Economic freedom in the United States has plummeted to an all‐time low. According to the Economic Freedom of the World: 2012 Annual Report, co‐published today with the Fraser Institute, the United States’ ranking has dropped to 18th place after having ranked 3rd for decades up to the year 2000. The loss of freedom is a decade‐long trend — the United States ranked 8th in 2005 — that has accelerated in recent years.
Virtually every U.S. indicator has seen a deterioration. Government spending and regulations have grown, the rule of law and protection of property rights have weakened, and foreign investment and non‐tariff barriers have increased. Authors James Gwartney, Robert Lawson, and Josh Hall note some of the reasons for the decline, including the war on terror and the growth of crony capitalism.
As the graph below shows, the United States now has a lower economic freedom rating than it did in the 1970s.
The United States’ fall is alarming not only because it’s the most important economy in the world, long associated with market‐liberal policies, but also because Economic freedom is strongly correlated with prosperity, higher growth, and improvements in the entire range of standard‐of‐living indicators, so a decline negatively affects those outcomes. The authors calculate, for example, that the loss of economic freedom will cut long‐term U.S. growth by half to about 1.5 percent per year.
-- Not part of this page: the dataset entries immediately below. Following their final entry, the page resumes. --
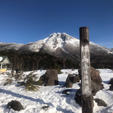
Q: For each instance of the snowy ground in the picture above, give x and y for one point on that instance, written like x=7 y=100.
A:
x=52 y=96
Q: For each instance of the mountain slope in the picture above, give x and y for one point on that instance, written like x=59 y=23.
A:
x=59 y=45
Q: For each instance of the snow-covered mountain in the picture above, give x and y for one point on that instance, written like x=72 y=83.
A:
x=57 y=44
x=52 y=43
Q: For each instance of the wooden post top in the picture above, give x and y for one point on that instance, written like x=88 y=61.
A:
x=84 y=34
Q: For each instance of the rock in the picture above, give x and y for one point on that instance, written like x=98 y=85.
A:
x=67 y=91
x=71 y=79
x=111 y=81
x=100 y=102
x=111 y=87
x=79 y=98
x=96 y=87
x=96 y=81
x=95 y=75
x=15 y=105
x=49 y=78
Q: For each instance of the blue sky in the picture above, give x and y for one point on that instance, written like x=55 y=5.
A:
x=24 y=21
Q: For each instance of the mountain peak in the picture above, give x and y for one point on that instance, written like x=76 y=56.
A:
x=63 y=36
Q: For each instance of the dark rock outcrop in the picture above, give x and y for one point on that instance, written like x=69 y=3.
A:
x=100 y=102
x=96 y=81
x=72 y=78
x=111 y=86
x=15 y=105
x=81 y=99
x=49 y=78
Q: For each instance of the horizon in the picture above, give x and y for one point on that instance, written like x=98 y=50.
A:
x=28 y=21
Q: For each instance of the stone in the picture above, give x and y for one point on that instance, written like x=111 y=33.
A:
x=49 y=78
x=111 y=81
x=72 y=78
x=82 y=99
x=15 y=105
x=100 y=102
x=96 y=81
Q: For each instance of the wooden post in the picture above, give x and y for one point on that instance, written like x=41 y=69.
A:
x=87 y=98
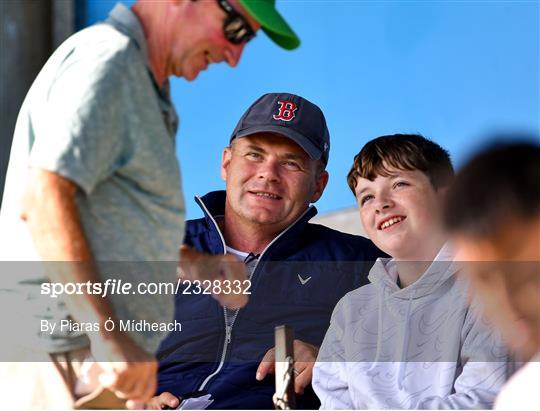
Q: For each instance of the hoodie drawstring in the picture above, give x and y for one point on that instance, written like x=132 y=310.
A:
x=404 y=346
x=371 y=369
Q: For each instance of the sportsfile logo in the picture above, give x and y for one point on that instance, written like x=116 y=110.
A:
x=286 y=111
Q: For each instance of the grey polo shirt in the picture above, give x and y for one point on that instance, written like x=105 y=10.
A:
x=95 y=115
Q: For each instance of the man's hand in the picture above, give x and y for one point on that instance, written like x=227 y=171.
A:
x=127 y=370
x=305 y=355
x=226 y=269
x=162 y=402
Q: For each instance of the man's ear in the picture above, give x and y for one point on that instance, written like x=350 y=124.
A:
x=225 y=161
x=320 y=184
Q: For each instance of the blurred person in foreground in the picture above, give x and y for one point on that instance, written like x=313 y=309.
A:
x=94 y=175
x=493 y=213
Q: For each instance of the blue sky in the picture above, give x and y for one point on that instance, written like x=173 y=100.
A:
x=454 y=71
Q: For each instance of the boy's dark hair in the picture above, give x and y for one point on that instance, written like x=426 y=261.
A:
x=404 y=152
x=498 y=184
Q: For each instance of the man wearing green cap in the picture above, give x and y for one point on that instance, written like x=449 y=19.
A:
x=95 y=144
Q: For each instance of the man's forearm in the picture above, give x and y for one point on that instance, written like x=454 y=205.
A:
x=50 y=210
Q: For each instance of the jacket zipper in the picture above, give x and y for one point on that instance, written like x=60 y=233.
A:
x=228 y=328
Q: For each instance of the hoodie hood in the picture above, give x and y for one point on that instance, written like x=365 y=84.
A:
x=384 y=275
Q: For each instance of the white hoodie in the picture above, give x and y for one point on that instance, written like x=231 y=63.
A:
x=419 y=347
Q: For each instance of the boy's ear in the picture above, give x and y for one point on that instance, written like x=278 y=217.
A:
x=442 y=192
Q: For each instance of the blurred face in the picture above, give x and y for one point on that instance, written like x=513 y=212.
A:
x=504 y=273
x=270 y=180
x=401 y=214
x=201 y=41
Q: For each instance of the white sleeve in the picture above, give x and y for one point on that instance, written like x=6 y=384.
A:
x=330 y=371
x=484 y=364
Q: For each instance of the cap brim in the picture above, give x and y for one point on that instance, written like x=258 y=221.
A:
x=313 y=152
x=273 y=24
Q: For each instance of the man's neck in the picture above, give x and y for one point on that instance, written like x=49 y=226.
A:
x=246 y=237
x=156 y=41
x=410 y=269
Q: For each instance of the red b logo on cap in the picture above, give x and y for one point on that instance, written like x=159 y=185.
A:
x=286 y=111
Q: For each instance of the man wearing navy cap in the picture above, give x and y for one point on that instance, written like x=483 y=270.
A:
x=274 y=169
x=94 y=178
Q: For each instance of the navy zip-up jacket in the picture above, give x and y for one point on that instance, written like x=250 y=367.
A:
x=297 y=281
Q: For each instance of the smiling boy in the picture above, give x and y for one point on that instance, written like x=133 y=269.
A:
x=407 y=339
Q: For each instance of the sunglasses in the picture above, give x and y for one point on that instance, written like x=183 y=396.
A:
x=235 y=27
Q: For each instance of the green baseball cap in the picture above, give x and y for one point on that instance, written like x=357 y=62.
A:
x=273 y=24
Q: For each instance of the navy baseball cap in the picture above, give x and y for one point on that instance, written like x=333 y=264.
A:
x=291 y=116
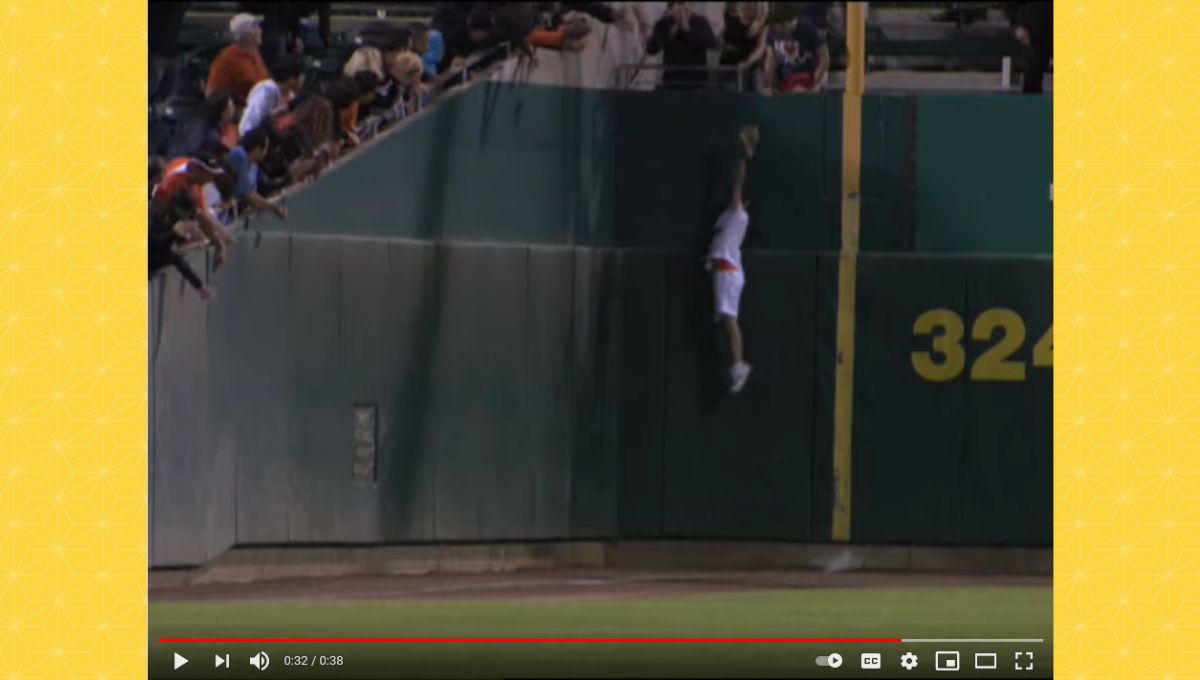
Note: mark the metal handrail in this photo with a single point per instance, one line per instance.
(635, 68)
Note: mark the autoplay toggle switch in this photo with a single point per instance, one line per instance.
(832, 661)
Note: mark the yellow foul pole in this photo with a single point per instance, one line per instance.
(847, 265)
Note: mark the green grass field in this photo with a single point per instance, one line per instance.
(1013, 612)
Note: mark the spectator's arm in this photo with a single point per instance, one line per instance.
(219, 76)
(769, 71)
(546, 37)
(261, 204)
(660, 35)
(760, 50)
(185, 270)
(213, 232)
(324, 22)
(701, 34)
(599, 10)
(257, 112)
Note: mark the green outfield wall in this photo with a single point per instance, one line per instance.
(492, 325)
(526, 392)
(964, 174)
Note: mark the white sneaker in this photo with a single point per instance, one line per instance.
(738, 374)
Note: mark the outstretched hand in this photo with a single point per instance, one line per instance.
(749, 139)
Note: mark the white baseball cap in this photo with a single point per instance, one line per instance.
(243, 23)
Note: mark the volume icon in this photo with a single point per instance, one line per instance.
(261, 661)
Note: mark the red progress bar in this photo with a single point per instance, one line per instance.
(527, 641)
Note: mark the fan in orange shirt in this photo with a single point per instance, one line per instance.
(240, 66)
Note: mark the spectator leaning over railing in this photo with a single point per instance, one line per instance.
(240, 66)
(168, 230)
(190, 175)
(207, 133)
(463, 35)
(165, 20)
(1035, 30)
(303, 144)
(684, 38)
(270, 97)
(349, 96)
(244, 160)
(745, 42)
(427, 44)
(797, 56)
(282, 24)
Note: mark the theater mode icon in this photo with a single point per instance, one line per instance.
(985, 661)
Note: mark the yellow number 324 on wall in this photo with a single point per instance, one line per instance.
(995, 365)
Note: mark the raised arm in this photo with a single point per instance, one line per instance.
(748, 140)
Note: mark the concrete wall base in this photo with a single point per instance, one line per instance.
(247, 565)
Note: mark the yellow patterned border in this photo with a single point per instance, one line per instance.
(72, 340)
(1127, 310)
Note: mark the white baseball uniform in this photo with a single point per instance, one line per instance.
(725, 260)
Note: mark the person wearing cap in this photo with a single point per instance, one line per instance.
(167, 232)
(270, 98)
(191, 175)
(240, 66)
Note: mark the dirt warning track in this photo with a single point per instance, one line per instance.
(567, 584)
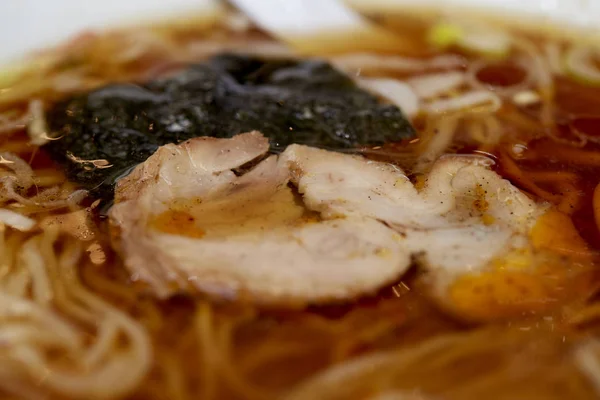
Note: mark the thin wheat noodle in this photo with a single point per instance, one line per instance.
(32, 259)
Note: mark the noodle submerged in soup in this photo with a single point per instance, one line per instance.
(416, 223)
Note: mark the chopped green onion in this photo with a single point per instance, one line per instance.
(490, 43)
(580, 65)
(445, 34)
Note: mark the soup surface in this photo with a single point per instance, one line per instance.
(200, 211)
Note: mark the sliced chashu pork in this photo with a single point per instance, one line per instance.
(463, 216)
(490, 250)
(185, 220)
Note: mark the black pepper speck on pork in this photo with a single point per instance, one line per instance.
(289, 101)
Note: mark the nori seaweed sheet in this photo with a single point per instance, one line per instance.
(289, 101)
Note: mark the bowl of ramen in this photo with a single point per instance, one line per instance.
(326, 201)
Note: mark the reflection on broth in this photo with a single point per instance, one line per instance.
(465, 143)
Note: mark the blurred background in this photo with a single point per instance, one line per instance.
(31, 24)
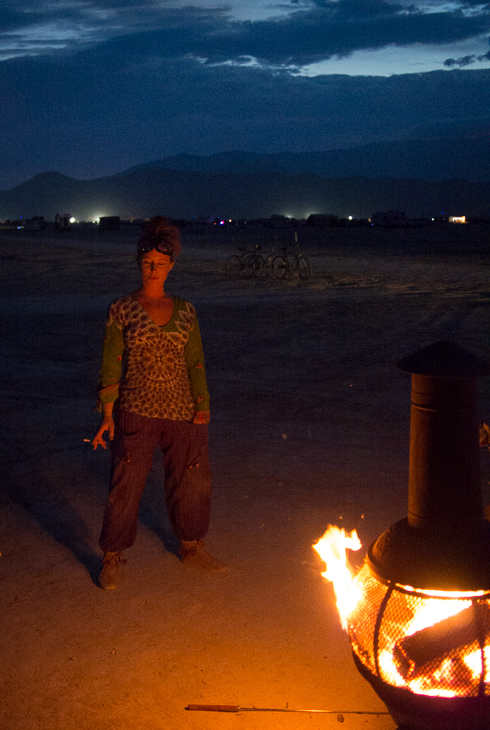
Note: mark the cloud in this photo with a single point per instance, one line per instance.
(98, 112)
(466, 60)
(304, 35)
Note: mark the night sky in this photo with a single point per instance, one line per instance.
(92, 87)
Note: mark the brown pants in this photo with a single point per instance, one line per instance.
(187, 477)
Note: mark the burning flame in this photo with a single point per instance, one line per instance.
(427, 608)
(332, 548)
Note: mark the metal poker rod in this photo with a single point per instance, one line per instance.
(239, 708)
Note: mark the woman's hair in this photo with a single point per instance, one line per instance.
(159, 234)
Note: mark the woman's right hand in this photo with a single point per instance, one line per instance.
(106, 425)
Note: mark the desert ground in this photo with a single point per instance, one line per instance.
(310, 424)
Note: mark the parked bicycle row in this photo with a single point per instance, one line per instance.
(284, 265)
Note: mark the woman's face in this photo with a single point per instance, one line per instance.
(155, 267)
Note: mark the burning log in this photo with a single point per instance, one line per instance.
(416, 655)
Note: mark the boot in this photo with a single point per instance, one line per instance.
(195, 554)
(110, 574)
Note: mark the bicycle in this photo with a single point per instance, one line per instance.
(247, 263)
(289, 263)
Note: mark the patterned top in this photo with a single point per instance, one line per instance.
(155, 371)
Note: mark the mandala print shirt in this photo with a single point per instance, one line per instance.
(154, 371)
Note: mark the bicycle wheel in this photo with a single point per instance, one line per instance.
(292, 261)
(248, 265)
(258, 265)
(304, 267)
(233, 266)
(269, 266)
(280, 267)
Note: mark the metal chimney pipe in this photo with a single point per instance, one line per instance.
(444, 542)
(444, 489)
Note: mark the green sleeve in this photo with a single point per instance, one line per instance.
(194, 359)
(111, 370)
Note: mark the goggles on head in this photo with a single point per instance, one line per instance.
(156, 244)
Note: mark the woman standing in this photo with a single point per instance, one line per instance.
(153, 392)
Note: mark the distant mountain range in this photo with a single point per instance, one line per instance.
(437, 159)
(422, 178)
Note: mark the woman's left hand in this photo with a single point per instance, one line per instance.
(201, 417)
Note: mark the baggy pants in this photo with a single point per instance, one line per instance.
(187, 477)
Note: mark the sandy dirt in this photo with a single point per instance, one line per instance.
(310, 422)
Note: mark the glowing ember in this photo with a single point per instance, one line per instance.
(428, 641)
(332, 548)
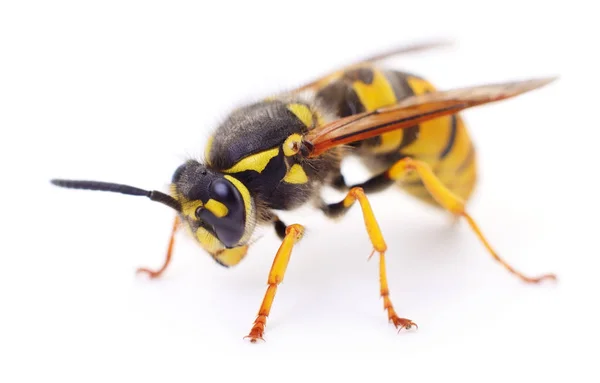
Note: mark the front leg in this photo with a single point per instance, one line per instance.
(293, 234)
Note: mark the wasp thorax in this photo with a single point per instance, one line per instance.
(213, 201)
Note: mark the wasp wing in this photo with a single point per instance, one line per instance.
(411, 111)
(399, 50)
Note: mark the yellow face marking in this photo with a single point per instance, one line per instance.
(208, 241)
(188, 208)
(373, 96)
(296, 175)
(292, 145)
(231, 257)
(208, 147)
(303, 113)
(217, 208)
(257, 162)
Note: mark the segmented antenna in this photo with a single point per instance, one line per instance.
(154, 195)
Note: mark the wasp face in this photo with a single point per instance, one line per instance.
(217, 208)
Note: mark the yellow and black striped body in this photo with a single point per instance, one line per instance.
(443, 143)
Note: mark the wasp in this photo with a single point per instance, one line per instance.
(278, 153)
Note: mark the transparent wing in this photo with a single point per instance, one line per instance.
(413, 110)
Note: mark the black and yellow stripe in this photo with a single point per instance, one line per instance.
(443, 143)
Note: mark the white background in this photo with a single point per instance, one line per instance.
(124, 91)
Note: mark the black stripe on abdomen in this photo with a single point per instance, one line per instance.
(452, 138)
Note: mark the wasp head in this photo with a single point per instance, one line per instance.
(217, 208)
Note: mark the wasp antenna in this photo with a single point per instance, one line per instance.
(154, 195)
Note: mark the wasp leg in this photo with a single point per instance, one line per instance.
(157, 273)
(280, 227)
(293, 234)
(453, 204)
(336, 210)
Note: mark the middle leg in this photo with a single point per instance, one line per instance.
(379, 245)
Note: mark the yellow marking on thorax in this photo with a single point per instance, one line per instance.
(303, 113)
(208, 241)
(376, 95)
(419, 86)
(433, 134)
(296, 175)
(257, 162)
(247, 204)
(217, 208)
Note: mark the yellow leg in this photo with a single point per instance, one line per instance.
(157, 273)
(453, 204)
(357, 193)
(293, 234)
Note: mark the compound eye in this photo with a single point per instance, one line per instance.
(223, 191)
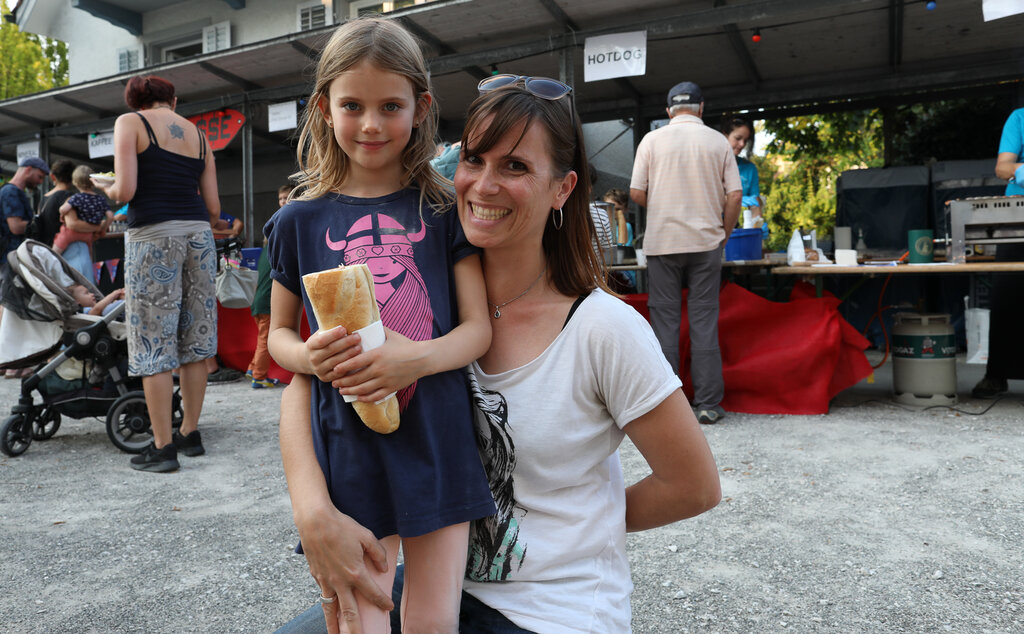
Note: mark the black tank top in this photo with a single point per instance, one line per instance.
(168, 184)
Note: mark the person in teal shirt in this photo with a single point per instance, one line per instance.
(739, 133)
(1006, 347)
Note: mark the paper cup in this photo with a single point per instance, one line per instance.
(641, 258)
(920, 244)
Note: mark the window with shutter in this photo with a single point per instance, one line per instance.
(216, 37)
(129, 59)
(314, 14)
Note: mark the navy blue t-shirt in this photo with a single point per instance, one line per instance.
(427, 474)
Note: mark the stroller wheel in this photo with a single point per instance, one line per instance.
(15, 436)
(46, 425)
(128, 423)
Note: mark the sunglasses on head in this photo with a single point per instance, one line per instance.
(544, 87)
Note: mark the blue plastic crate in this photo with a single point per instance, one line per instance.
(250, 257)
(743, 245)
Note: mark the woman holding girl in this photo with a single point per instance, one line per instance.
(369, 195)
(570, 371)
(84, 217)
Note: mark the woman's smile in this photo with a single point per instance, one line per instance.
(488, 213)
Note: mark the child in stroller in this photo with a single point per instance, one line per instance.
(80, 360)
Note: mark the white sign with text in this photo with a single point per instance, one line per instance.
(281, 116)
(622, 54)
(28, 149)
(994, 9)
(101, 144)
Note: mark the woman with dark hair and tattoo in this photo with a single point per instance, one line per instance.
(165, 170)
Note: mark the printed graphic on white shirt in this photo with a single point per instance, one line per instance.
(495, 550)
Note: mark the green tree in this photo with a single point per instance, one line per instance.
(803, 162)
(29, 62)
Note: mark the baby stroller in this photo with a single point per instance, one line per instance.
(80, 361)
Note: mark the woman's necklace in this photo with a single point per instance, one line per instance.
(498, 307)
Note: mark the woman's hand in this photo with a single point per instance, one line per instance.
(375, 374)
(337, 549)
(326, 349)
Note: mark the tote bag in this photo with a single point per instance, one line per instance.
(236, 285)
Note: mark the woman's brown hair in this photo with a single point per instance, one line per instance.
(143, 90)
(386, 45)
(576, 267)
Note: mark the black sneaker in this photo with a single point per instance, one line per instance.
(159, 460)
(190, 445)
(711, 415)
(989, 388)
(224, 375)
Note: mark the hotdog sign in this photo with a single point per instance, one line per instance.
(219, 126)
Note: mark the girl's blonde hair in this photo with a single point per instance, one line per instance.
(80, 177)
(323, 165)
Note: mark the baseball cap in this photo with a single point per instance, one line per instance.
(685, 92)
(35, 162)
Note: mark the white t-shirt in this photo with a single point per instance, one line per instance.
(553, 559)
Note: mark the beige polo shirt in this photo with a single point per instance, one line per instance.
(686, 169)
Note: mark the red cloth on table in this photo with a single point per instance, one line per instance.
(778, 357)
(237, 341)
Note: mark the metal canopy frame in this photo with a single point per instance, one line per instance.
(814, 55)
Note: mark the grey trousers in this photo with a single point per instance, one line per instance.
(701, 273)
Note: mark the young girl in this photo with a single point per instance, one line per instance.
(370, 196)
(84, 216)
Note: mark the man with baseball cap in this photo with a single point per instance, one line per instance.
(14, 203)
(685, 175)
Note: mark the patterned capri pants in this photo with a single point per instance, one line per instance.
(171, 303)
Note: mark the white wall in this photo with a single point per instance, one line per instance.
(261, 19)
(92, 43)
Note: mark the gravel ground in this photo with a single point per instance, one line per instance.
(872, 518)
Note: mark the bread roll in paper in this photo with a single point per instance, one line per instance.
(344, 296)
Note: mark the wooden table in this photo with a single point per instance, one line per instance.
(870, 270)
(742, 267)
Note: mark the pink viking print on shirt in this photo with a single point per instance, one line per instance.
(386, 247)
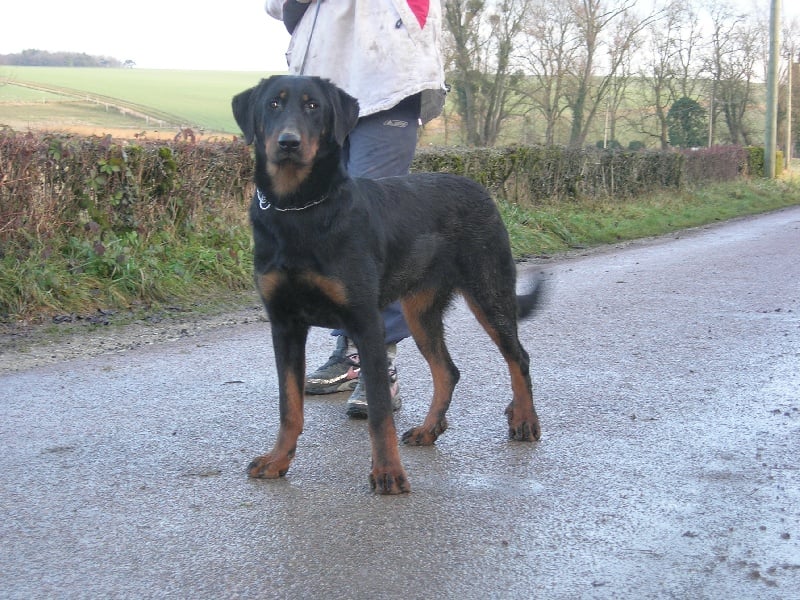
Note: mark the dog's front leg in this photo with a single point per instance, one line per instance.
(289, 343)
(387, 475)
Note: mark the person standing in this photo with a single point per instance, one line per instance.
(387, 55)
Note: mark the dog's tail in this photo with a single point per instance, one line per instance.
(533, 299)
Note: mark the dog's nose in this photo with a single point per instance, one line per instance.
(289, 141)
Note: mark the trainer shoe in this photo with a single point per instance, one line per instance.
(339, 374)
(357, 403)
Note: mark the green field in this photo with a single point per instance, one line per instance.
(200, 99)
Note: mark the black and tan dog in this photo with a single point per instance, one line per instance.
(333, 251)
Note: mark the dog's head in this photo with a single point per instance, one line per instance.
(293, 122)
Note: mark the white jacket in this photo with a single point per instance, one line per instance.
(375, 50)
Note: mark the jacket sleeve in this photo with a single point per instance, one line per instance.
(274, 9)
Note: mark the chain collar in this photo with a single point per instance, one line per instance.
(265, 204)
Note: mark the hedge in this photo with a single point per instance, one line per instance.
(58, 182)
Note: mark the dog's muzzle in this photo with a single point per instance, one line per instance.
(289, 141)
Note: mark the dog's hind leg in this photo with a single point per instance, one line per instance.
(387, 475)
(289, 344)
(423, 312)
(497, 312)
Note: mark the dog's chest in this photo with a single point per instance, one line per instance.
(302, 291)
Another country that has seen a notable, steady drop in its economic freedom is Venezuela, now ranked last in the index. Other countries have been on an upward trend. Chile is now ranked 10th and China, while still largely unfree, continues to head in the right direction (see graph).
Below are the top ten countries in this year’s index. You can see a full listing here on page 10.
As my colleague Richard Rahn says in his column today, this year’s economic freedom report should be a wake up call to all Americans.